Чтобы встряхнуться, я поднялся, потянул на себя деревянную раму окна – впустил сырой уличный воздух. Открыл дверь, придавив бумаги на столе тяжелым расчерченным пособием бедренной кости, чтобы не разлетелись от сквозняка.
Яд – это вещество, поступающее в организм извне… Извне. Но как? На свет, растрепанным крупным белым мотыльком, заглянул наш профессор. Выслушал меня, не торопясь прикрыл дверь и заметил:
– Яды – хитрая штука! С ними не всегда можно быть уверенным. Кстати, мне звонили! Расспрашивали о вас. Дал вам, – он задумчиво огладил бороду, – вполне, вполне… характеристику.
Я заикнулся о том, что благодарен и знаю, зачем и кто звонил. Но он, жестом останавливая меня, продолжил о ядах:
– Люди любят неверно цитировать Парацельса. С его Alle Dinge sind Gift. Мол, «все – яд, все – лекарство; то и другое определяет доза». Однако же, как вам известно, на самом деле он говорил о том, что все есть яд! И только доза делает вещество неядовитым.
Вместе со мной профессор еще раз сделал пробу. И, убедившись в моей правоте, развел руками:
– Нету, голубчик. Ни следа.

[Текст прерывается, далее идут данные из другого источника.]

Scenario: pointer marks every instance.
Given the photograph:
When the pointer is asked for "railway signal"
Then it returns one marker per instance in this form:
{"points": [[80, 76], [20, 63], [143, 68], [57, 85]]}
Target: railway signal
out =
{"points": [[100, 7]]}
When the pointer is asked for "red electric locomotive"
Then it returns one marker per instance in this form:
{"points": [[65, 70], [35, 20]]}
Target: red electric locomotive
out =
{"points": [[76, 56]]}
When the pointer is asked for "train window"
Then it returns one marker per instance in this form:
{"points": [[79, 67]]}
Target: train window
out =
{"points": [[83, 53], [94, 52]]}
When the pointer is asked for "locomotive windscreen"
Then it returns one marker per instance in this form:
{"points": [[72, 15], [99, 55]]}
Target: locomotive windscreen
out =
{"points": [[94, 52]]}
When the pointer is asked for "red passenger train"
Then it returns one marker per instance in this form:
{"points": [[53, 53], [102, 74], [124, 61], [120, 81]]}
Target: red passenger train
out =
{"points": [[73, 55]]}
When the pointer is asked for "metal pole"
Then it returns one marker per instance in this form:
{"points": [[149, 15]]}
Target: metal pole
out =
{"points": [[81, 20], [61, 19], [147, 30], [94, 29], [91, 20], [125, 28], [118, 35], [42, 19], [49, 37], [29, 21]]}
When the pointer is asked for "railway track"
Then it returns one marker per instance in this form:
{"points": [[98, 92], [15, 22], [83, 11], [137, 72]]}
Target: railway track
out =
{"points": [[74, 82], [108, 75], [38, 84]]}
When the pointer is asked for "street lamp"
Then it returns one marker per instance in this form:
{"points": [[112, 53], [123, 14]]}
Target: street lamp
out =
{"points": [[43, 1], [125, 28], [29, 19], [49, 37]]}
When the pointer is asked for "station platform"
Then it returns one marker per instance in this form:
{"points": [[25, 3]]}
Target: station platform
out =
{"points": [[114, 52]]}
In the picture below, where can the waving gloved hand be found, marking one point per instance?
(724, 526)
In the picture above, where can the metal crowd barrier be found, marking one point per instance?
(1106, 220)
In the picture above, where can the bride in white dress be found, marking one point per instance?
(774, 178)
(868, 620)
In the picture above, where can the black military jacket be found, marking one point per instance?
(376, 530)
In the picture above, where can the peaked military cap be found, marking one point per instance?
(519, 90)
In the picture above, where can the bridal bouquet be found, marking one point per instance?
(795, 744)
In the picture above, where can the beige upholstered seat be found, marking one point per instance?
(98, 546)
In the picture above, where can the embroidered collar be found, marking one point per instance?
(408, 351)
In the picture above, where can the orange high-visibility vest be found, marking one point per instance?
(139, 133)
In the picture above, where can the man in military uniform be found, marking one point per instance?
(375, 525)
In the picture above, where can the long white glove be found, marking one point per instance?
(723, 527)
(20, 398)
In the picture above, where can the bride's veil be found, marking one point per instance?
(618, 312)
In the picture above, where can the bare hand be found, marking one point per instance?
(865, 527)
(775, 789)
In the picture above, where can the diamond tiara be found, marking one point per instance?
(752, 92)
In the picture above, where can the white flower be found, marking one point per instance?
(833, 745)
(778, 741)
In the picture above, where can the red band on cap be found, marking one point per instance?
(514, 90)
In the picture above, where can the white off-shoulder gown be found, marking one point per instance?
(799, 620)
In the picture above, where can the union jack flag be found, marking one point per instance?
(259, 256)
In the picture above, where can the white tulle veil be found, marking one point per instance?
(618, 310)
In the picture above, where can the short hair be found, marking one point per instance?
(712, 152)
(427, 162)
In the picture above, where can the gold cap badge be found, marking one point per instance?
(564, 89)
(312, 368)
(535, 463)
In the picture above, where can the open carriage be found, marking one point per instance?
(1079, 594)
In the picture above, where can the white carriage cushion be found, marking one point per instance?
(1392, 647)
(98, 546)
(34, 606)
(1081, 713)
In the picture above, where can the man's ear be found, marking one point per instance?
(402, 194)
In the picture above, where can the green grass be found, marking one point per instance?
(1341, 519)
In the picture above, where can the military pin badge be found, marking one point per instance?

Что будете делать? – Он разглядывал отчет с результатами проб с любопытством малыша у рождественской ели. Загадка явно привела его в восторг. Я заговорил вслух, профессор внимательно слушал.
– Жертва может получить свою дозу яда несколькими способами. Положим, если не с пищей, то посредством инъекции!
Эти слова вдруг вызвали у меня воспоминания о давней смерти. Тогда, правда, убийца ввел в кровь не яд, но действовал так же хитроумно[11]. От воспоминаний поднялась горечь желчи во рту. Пыль, стеклянная пыль в кабинете может быть раздавленной ампулой, я поспешно продолжил рассуждать вслух. И хотя в крови следов яда также нет, это как раз ни о чем не говорит! Через 4–5 часов вещество выводится из крови. Тело же Кулагина обнаружили через 10–12 часов после смерти, на что указывают показания Зины и шофера! Обыкновенно профессор считал нас всех, слушателей курсов, кем-то вроде босяков на уроках грамоты. Но здесь глянул даже с уважением. Рассуждения мои он поддержал, с азартом предложил немедленно проверить, тщательно осмотрев тело на следы инъекций. Но тут же его утащили на очередной врачебный консилиум, и, с сожалением кинув: «Занимайтесь, голубчик», он ушел. Я был рад этому. Останься он, стал бы свидетелем моего позорного провала. Как тщательно я ни осматривал тело – следа инъекций не нашел.
15. Флигель под вишнями
Небо над городом налилось синим и красным, как кровоподтек. В здании института за моей спиной светились желтые окна. Через парк с черными липами я вышел на широкую улицу, с краю которой лепилась будочка, в ней горел огонек и стучал сапожник. Навстречу со стройки шли рабочие, и стук сапожника перебивал куплеты их протяжной старинной песни про сизого голубчика, красна молодца и его голубку. В свете первых слабых фонарей мотались лозунги с портретом вождя во френче. Адрес, который я выпытал у Зины, был той самой работницы с ребенком, которую я видел на лестнице, в толпе. Адрес оказался не барака, как я подумал, а флигеля. Тот наваливался на заборчик и окнами выходил на улицу. Крылечко, вход через дворик с давно облетевшими вишнями и яблонями. Их углем начерченные в воздухе черные кривоватые стволы выделялись в свете лампочки над деревянным козырьком. На стук не отворили. Обойдя, я коснулся костяшкой окошка, заметалась занавеска, мелькнуло лицо. Вернувшись к двери, постучал настойчивее. Видно, поняв, что я не уйду, дверь нехотя приоткрыли:
– Холод напустите! Чего вам? – В проеме появился размытый силуэт, на котором ярким пятном выделялась пестрая косыночка.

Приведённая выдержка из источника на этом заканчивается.